Shanaya hatte nicht auf die Geräusche gehört, die um die herum passierten. Vielleicht war irgendwer in ihrer Nähe - vielleicht auch nicht. Auch als eine Stimme erklang, schien die junge Frau im ersten Moment nicht zu reagieren. Sie nahm die Stimme wahr, dennoch lag eine gewisse Überraschung in ihrem Blick, als sie schließlich den Kopf herum wandte. Prüfte, ob sie gemeint gewesen war. Die blauen Augen erkannten Liam und ein sachtes Lächeln schlich sich auf ihre Lippen. "Du... Hast etwas gefragt?" Gut, das passierte ihr nicht oft. Aber jetzt... Seine Stimme formte in ihrem Kopf Nichts, was sie wirklich wahrgenommen hätte.
Sie wirkte gedankenverloren. Eine wohlverdiente Auszeit für Kopf und Geist, die zunehmend wichtiger wurde, je länger sie pausenlos aufeinander saßen. Er lachte leise auf ihre Rückfrage, die seine Annahme bestätigte, und wog den Kopf kurz zur Seite. „Ich nehm’s jetzt mal nicht persönlich, dass dein Verstand es für nötig hält, mich auszublenden.“ Ein prüfender Blick galt der Schwarzhaarigen, während er den Eimer wieder herunternahm. „Ich hoffe, es sind wenigstens schöne Gedanken, die dir den Abend versüßen.“ Es klang nicht danach, als hätte er eine genaue Vorstellung. Aber was genau sie beschäftigte, war für ihn sowieso nicht von Belang.
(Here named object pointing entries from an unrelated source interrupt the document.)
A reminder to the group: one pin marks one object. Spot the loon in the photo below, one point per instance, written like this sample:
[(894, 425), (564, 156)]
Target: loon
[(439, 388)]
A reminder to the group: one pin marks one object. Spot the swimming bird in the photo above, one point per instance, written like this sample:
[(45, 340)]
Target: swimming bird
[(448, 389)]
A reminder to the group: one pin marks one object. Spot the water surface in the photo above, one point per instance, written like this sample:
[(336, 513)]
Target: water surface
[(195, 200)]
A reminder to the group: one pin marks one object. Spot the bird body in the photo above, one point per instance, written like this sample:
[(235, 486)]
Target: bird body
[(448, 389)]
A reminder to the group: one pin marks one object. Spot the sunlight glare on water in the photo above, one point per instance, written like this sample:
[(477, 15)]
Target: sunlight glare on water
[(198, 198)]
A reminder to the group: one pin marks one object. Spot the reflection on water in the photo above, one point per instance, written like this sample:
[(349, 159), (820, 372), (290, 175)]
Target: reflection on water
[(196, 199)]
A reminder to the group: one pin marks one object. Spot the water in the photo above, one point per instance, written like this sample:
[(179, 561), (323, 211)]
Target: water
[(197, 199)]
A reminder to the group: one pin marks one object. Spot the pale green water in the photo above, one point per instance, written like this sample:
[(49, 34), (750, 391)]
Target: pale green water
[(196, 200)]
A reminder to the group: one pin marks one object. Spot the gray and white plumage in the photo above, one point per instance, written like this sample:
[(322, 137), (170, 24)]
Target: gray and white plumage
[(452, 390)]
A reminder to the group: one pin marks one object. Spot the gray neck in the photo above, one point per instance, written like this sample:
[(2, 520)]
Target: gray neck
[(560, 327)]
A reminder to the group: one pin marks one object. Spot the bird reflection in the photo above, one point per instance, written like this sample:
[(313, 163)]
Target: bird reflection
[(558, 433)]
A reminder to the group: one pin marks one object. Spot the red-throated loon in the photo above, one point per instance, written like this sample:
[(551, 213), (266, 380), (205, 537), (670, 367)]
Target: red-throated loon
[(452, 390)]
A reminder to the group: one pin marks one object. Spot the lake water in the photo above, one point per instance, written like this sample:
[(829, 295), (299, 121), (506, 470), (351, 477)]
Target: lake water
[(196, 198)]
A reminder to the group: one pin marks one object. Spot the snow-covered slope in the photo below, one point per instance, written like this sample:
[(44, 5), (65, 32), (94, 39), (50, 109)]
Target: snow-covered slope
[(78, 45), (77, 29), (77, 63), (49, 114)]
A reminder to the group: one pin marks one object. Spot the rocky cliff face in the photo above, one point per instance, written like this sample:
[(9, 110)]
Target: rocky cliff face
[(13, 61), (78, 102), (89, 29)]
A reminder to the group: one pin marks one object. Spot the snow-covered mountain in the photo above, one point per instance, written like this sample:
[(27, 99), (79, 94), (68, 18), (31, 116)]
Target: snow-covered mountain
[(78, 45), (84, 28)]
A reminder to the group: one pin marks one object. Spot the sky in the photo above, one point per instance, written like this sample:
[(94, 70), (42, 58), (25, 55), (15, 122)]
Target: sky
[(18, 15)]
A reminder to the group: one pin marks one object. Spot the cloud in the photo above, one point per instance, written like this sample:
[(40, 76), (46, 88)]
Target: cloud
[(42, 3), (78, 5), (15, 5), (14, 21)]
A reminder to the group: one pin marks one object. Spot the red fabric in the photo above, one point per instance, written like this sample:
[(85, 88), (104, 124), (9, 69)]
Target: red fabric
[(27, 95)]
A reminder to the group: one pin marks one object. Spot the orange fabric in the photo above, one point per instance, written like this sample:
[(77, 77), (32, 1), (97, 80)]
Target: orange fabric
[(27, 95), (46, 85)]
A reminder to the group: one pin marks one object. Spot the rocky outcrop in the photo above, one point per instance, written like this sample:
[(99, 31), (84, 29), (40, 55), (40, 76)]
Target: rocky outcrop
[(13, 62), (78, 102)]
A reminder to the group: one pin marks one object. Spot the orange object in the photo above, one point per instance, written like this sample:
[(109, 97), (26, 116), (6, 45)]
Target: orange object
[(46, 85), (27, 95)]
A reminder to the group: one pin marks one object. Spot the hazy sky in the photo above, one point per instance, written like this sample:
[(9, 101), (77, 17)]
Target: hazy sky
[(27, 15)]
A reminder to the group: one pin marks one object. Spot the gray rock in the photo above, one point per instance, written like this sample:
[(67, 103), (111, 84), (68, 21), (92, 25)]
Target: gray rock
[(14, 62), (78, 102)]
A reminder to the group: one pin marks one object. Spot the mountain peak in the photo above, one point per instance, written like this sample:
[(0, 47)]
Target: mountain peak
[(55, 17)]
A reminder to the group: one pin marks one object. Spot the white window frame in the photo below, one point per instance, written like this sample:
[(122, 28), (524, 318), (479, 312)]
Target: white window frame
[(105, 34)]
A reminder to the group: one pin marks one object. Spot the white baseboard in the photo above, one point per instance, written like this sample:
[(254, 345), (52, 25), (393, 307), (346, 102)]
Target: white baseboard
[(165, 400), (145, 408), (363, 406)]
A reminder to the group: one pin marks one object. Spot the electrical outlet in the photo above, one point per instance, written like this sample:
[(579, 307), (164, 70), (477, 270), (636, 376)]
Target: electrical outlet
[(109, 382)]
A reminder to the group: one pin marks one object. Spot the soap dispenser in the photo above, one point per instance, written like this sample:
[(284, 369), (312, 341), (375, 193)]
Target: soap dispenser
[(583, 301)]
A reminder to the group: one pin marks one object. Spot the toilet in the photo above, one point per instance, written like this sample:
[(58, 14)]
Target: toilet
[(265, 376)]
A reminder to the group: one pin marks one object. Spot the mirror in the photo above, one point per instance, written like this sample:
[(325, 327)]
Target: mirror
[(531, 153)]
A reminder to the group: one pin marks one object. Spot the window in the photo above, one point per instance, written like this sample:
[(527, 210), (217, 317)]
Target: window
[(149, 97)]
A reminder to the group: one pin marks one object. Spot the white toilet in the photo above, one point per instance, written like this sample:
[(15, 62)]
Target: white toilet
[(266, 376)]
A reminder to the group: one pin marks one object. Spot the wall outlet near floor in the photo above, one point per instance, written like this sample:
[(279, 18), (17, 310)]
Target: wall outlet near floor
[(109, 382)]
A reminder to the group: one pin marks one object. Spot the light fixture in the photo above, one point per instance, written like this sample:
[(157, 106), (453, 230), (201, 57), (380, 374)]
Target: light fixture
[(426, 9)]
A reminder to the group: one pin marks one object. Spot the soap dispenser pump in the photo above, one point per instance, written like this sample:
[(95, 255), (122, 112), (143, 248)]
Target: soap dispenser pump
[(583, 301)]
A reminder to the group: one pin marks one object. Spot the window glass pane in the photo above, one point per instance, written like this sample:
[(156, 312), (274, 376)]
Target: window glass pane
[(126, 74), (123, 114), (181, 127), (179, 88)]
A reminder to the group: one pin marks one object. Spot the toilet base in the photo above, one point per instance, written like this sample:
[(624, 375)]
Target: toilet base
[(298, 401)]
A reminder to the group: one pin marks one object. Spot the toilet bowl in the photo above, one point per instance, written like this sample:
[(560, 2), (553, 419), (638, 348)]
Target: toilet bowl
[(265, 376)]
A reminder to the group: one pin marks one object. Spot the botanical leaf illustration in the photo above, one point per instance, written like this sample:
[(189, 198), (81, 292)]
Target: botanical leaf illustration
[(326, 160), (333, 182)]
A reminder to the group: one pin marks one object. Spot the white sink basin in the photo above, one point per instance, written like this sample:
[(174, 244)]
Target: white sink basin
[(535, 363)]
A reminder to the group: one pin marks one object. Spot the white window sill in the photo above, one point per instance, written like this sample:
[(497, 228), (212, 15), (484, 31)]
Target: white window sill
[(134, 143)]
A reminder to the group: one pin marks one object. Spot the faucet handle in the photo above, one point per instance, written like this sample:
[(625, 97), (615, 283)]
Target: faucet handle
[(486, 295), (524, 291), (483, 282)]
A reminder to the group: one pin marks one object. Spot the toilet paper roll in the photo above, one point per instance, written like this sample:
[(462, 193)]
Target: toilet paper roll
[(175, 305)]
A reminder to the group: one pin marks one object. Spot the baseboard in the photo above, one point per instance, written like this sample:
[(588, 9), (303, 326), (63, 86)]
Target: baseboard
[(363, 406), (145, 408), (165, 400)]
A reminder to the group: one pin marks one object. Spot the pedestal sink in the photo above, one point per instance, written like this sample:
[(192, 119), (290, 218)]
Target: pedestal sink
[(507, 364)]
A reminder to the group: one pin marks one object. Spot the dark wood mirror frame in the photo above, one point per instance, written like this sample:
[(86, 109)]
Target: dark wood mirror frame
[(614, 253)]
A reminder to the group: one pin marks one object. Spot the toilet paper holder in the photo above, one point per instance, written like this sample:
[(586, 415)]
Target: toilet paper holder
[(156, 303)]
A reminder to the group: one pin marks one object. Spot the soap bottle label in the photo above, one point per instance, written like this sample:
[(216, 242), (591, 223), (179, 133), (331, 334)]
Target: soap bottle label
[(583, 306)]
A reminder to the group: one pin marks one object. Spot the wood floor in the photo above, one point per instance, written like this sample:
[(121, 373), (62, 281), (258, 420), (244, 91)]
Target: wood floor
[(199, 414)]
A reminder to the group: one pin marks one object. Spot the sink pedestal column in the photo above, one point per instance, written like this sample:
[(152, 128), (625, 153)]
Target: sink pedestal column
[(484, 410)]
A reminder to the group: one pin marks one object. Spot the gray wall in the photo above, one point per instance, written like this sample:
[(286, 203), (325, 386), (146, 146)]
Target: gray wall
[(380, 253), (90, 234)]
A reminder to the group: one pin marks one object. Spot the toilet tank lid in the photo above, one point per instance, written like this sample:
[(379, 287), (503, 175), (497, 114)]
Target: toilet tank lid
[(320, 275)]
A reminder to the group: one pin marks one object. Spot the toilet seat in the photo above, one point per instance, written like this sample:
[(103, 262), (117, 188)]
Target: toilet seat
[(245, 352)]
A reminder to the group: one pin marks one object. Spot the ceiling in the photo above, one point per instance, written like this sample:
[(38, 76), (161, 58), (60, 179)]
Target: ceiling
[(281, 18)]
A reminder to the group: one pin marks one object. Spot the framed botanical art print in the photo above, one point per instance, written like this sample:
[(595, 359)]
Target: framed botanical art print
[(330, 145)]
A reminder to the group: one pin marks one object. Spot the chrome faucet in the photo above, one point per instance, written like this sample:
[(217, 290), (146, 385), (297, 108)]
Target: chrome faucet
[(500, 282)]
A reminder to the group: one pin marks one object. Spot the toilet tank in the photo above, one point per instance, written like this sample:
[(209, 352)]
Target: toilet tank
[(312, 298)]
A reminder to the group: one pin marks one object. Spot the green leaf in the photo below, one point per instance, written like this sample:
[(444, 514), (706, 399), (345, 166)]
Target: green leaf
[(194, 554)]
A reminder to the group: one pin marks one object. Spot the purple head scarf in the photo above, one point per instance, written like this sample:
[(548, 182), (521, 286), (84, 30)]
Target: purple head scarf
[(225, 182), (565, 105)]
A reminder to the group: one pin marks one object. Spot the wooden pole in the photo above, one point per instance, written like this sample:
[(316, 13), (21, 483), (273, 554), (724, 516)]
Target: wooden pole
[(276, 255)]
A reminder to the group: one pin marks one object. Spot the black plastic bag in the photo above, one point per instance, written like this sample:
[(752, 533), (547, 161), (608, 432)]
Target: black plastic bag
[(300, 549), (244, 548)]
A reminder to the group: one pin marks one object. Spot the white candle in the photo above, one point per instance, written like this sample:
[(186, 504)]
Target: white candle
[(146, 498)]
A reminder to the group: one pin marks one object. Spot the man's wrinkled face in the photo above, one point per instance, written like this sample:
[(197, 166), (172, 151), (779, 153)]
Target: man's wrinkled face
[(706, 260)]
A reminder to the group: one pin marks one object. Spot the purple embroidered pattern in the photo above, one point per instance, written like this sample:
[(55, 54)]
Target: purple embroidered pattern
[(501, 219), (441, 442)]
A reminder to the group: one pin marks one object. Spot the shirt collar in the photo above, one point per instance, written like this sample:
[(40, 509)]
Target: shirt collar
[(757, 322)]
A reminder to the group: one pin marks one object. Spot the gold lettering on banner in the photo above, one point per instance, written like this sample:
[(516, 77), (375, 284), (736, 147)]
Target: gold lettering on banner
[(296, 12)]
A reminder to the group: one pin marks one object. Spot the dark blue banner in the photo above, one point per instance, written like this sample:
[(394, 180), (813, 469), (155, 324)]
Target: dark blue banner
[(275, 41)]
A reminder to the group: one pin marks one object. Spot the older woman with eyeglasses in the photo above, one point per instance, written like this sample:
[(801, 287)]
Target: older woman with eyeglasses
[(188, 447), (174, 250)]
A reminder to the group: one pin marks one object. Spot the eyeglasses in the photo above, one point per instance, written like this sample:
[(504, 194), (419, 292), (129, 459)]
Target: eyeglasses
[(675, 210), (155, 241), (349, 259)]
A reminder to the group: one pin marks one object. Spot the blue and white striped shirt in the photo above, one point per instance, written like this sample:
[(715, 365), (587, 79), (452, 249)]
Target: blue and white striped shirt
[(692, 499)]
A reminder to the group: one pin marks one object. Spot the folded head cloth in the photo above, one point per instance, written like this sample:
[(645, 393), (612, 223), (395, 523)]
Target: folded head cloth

Er hatte sie erwischt. Bei was auch immer. Sein Blick verriet einiges - und irgendwie Nichts. Herrje. "Solltest du aber! Ich wollte dich erst ganz ignorieren, aber meine unendlich gute, barmherzige Seele konnte dir diese Last nicht aufbürden." Sie beobachtete den Mann, seinen Eimer, fragte sich dabei still, wie lange er wohl in der Nähe gewesen war. Verrückt. "Bestimmt, ich konnte ihnen ewig nachhängen." Irgendwie so.
Hatte er eine andere Antwort erwartet? Der Lockenkopf tippte sich nachdenklich mit dem Zeigefinger gegen das Kinn. „Hm. Den Wink hätte ich vermutlich verstanden. Tut mir leid.“ Als sie fortfuhr, lächelte Liam zufrieden. Er gönnte es ihr, wirklich. „Na, dann lass sie dir nicht nehmen. Ich bin der letzte, der zwischen euch steht.“ Er hob die Hände ergeben in die Höhe.
Shanayas Kopf neigte sich etwas zur Seite, während sie Liam beobachtete. Er hatte das Deck geschrubbt. Unbemerkt. "Dann weiß ich fürs nächste Mal, wenn du dich an mich heran schleichst." Wenn sie in Zukunft jetzt öfter in Gedanken versank... "Zu spät, er hat sich schon verabschiedet. Aber er kommt bestimmt früh genug wieder." Noch einmal glitt ihr Blick zu dem Eimer. "Und du bindest dir dafür m besten eine Glocke um." Sie warf dem Lockenkopf ein munteres Lächeln zu.
Bitte? Herangeschlichen? Sein Blick wanderte kurz über das Deck der Sphinx, an dem er sich die letzte Zeit zu schaffen gemacht hatte und - hatte er dabei nicht sogar ungestört ein Lied gesummt? Von ‚schleichen‘ konnte man wirklich nicht reden. Liam schmunzelte in sich hinein. Schienen ja wirklich schöne Gedanken gewesen zu sein. „Was? Eine Glocke? Die müsste aber ziemlich groß sein, wenn du mich nicht schrubben gehört hast.“, schnaubte er belustigt. „Eine Glocke. Ich bin doch kein Rindvieh.“ Wobei der Gedanke an das friedliche Bimmeln einer Kuhherde angenehme Erinnerungen in ihm hervorrief.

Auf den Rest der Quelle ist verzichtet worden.